Which means I didn’t get to pack for my trip to South Jersey on Saturday, until late Friday night.  Still, everything was ready to go, so it didn’t take long, and I got a good night’s sleep, and I set out Saturday morning for Southern NJ, to teach a seminar to a guild down there, a Small Looms Guild.  They were all prepared with warped inkle looms, for a very intense brain frying afternoon of advanced inkle loom techniques.  I taught them supplemental warp, 7 thread pick-up, and 1:1 name draft pick-up.  By the time I got to the last technique, I think everyone’s brain was on overload, but they all had some great things on their looms, and all seemed really happy with what they learned.  I put together the entire presentation onto PowerPoint, and will one of these days make it into a monograph supplement to my inkle loom monograph.

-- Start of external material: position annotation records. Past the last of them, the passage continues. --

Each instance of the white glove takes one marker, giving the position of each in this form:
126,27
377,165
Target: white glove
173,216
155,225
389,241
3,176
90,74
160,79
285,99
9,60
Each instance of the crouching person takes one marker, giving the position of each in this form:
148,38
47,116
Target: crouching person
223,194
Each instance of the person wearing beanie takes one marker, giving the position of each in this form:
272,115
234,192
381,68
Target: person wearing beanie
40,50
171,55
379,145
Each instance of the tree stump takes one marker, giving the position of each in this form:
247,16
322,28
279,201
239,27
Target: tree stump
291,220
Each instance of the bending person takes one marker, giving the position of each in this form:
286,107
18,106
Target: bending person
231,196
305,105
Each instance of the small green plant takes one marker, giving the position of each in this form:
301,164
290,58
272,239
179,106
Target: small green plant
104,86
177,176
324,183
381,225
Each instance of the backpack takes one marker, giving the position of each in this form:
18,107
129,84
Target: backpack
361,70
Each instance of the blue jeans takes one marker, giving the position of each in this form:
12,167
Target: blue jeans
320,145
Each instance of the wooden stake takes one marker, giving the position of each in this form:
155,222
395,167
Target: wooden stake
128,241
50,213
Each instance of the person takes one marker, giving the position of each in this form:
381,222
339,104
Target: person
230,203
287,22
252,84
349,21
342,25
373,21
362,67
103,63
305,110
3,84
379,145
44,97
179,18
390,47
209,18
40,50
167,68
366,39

The Advanced techniques supplement will eventually be available on my eShop.  Look for it…

Saturday was also my birthday.  Lots of people work on their birthdays, there was no reason to turn down this job because it fell on my birthday, and as it turned out, we celebrated the occasion on Wednesday, the night before my husband left, and there was the birthday lunch with my girlfriends on Thursday, at the new sushi restaurant on Main Street, and then my son took me out for my birthday Friday night.  Saturday was low key, I stopped at a friend’s house on the way home, for wine and pizza and some recorder practice for my recorder consort which met today.  I sat in bed late last night, enjoying all of the birthday wishes from everyone I’ve ever known who are now friends with me on Facebook. It is too much fun.

So now my big push is to finish the fabric on my new loom, which I’ve just started to weave.  You may recall back in April, I sat down to design this fabric, as part of my guild’s challenge.

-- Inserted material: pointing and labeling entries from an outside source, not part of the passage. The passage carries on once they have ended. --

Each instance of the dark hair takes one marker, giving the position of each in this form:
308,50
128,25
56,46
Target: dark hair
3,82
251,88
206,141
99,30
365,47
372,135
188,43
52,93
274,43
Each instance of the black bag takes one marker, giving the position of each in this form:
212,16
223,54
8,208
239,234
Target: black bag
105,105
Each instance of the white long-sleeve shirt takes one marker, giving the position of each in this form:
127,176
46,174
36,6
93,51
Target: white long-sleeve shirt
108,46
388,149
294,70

We all did a yarn swap last September, and the goal was to weave or make something with the yarn in the bag you got, for the person whose yarn it was.  I detailed what was in my bag in my April blog post, and then I started traveling again, and never got back to it.  The push is on now, because it is due in 10 days.  And I’m really nervous.  I did get the loom warped finally, earlier this week, but since the bulk of the yarn is a hairy kid mohair, it is going to be a complete nightmare to weave.  I’m taking all the steps I know to get it to weave, the loom is handling it all remarkably well, this is my new acquisition, and I couldn’t be happier with it, but still, this is a sticky warp, and it is painfully slow to weave.  Plus I hated the first inch of my design, and I had to go back to the drawing board, and redesign based on the threading because I was not about to change that.  So now I’m happy, and I can wind my shuttles and start weaving in the weft wise stripes, and hopefully I’ll be able to develop a rhythm and get this yardage off in the next 10 days, and help my daughter get her challenge project finished as well.  Stay tuned…

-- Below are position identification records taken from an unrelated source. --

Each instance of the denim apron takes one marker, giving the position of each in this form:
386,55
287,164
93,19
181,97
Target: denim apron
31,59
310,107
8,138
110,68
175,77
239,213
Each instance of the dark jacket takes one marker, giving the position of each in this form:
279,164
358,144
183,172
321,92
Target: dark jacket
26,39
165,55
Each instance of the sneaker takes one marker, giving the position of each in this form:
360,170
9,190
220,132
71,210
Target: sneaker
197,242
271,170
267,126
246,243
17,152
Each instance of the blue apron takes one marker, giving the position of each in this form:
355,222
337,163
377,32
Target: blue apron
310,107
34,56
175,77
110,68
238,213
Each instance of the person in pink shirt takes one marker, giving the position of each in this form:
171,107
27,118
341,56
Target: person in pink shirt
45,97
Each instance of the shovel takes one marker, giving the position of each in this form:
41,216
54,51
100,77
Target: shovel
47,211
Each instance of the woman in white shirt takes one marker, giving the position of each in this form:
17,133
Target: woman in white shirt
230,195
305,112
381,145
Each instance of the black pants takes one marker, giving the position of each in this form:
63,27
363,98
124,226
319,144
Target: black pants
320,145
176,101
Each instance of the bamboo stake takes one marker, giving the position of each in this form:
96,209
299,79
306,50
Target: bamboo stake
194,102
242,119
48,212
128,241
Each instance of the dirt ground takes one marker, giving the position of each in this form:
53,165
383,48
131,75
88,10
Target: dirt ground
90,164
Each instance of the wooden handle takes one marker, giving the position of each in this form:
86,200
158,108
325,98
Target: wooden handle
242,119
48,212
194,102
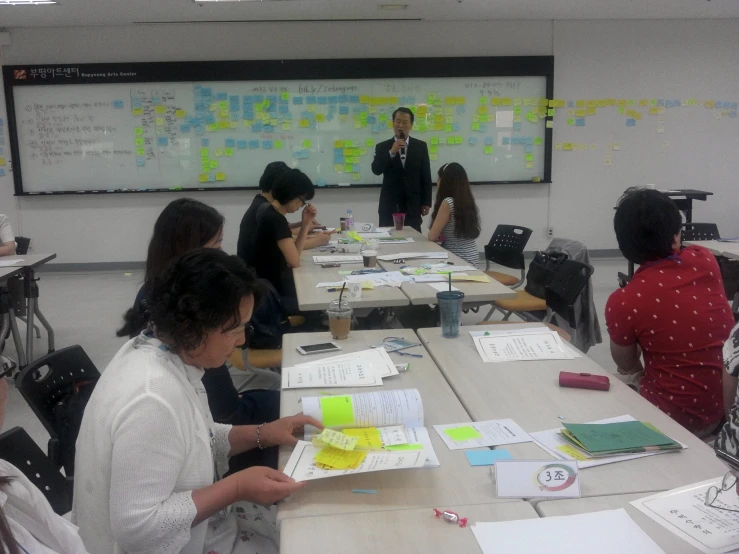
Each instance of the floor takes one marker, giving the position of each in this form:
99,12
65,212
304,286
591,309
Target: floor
86,309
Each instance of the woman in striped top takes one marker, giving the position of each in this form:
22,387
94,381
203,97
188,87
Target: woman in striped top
455,220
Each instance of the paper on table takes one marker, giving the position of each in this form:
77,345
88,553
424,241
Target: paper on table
683,512
366,409
336,259
301,465
552,442
441,287
342,373
544,345
458,436
381,362
606,532
414,255
9,263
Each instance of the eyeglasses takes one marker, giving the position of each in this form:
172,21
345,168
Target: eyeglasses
712,493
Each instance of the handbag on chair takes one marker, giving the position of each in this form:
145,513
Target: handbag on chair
541,271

Oh, and one more thing, if you are in the Western North Carolina area, you know about the Western North Carolina Fibers/Handweavers Guild, sponsors of the Blue Ridge Fiber Show.  I’m one of the jurors this year, and I donated one of my tote bags for a raffle fund raiser for the awards the jurors will be presenting at the exhibit.  There are a number of other donations, and you can view them all online, and my tote bag as well.  Bid early and often!